The original type specimen or holotype of Thecodontosaurus, BCM 1, a lower jaw, fell victim to heavy World War II bombings. Many remains of this dinosaur and other material related to it were destroyed in November 1940 during the Bristol Blitz. However, most bones were salvaged: today 184 fossil bones are part of the collection of the Bristol City Museum and Art Gallery. Later, more remains were found near Bristol at Tytherington. Currently about 245 fragmentary specimens are known, representing numerous individuals. In 1985, Peter Galton designated another lower jaw, a right dentary, as the neotype, BCM 2. The remains had been found in chalkstone infillings, breccia deposited in fissures in older rocks. The age of these deposits was once estimated as old as the late Carnian, but recent studies indicate that they date from the Rhaetian.

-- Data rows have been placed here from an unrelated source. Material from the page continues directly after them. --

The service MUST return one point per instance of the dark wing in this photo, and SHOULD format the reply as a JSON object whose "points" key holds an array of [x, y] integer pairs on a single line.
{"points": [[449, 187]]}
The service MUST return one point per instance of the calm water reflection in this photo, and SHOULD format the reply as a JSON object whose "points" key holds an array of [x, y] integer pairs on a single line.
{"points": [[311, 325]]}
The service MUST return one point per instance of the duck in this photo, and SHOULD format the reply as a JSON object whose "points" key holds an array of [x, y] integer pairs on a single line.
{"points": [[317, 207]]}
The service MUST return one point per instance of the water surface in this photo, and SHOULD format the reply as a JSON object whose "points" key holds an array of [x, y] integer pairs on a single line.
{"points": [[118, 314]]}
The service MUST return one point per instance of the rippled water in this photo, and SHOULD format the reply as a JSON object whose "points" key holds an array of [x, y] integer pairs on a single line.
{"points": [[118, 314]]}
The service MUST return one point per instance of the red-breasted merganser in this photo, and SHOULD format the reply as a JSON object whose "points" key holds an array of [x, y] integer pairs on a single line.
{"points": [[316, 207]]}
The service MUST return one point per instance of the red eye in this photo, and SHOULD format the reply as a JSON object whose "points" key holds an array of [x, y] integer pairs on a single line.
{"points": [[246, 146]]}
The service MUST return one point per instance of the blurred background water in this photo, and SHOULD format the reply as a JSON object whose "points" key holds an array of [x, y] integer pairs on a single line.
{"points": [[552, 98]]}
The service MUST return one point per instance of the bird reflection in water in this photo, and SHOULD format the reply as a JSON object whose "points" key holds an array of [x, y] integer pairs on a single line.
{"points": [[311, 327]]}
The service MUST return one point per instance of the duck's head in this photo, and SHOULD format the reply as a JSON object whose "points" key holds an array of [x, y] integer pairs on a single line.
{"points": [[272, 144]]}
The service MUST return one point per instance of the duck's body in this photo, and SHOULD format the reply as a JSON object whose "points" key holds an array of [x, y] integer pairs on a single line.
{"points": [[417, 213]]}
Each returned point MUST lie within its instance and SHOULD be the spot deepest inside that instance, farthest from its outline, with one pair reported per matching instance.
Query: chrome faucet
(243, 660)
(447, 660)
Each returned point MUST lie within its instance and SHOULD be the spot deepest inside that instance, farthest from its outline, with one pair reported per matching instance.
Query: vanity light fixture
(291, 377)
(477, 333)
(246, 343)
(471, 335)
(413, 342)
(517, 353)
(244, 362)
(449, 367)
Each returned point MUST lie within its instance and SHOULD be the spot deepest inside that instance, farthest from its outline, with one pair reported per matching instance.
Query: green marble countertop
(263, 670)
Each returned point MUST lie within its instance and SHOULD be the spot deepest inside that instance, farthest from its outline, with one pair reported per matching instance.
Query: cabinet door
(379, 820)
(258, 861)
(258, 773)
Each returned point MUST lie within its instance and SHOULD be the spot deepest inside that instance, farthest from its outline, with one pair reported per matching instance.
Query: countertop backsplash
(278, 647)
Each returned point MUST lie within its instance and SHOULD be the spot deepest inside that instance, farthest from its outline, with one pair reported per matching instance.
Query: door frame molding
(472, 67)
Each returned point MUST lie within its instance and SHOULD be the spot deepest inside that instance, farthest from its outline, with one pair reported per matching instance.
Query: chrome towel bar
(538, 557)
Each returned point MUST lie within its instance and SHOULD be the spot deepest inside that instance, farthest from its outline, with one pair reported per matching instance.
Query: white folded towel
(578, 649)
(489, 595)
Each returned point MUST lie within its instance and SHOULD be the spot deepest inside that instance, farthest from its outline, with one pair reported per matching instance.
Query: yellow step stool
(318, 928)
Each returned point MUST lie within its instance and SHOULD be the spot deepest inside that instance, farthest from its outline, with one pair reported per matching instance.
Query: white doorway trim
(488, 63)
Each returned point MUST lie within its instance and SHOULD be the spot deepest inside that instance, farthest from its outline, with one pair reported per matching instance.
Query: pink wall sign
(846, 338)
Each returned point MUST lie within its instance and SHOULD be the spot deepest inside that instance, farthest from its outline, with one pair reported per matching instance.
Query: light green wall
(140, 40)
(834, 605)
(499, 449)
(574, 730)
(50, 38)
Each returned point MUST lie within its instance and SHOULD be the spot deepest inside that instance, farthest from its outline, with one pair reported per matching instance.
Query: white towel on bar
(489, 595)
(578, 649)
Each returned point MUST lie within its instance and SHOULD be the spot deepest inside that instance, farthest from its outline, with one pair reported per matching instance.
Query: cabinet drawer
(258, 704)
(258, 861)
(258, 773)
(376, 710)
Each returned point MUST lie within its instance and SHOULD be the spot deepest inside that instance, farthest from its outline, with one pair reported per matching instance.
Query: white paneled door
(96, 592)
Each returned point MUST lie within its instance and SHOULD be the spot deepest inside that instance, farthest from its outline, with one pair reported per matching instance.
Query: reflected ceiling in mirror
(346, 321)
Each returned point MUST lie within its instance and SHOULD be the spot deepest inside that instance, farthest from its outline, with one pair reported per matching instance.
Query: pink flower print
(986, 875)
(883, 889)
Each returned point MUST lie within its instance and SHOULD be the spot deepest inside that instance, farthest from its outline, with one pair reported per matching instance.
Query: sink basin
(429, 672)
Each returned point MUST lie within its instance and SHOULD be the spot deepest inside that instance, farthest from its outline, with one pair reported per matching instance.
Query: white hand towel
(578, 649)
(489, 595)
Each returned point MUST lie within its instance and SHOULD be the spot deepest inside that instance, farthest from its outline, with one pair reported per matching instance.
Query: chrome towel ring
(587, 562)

Apart from the original type species, Thecodontosaurus antiquus, Riley and Stutchbury also found some teeth of carnivorous phytosaurians that they named Palaeosaurus cylindrodon and P. platyodon. In the late nineteenth century, the theory became popular that such remains belonged to carnivorous prosauropods: animals with the body of Thecodontosaurus, but with slicing teeth. In 1890, Arthur Smith Woodward accordingly named a Thecodontosaurus platyodon,[6] and in 1908 Friedrich von Huene named a Thecodontosaurus cylindrodon.[7] Though still defended by Michael Cooper in 1981, the hypothesis that such creatures existed has now been totally discredited.

On one occasion, material of Thecodontosaurus was, by mistake, described as a separate genus. In 1891, Harry Govier Seeley named Agrosaurus macgillivrayi, assuming the remains had been collected in 1844 by the crew of HMS Fly on the northeast coast of Australia.[8] It was long considered the first dinosaur found in Australia, but in 1999 it was discovered that the bones probably belonged to a lot sent by Riley and Stutchbury to the British Museum of Natural History and then mislabelled. In 1906, von Huene had already noted the close resemblance and renamed the species Thecodontosaurus macgillivrayi. It is thus a junior synonym of Thecodontosaurus antiquus.[9]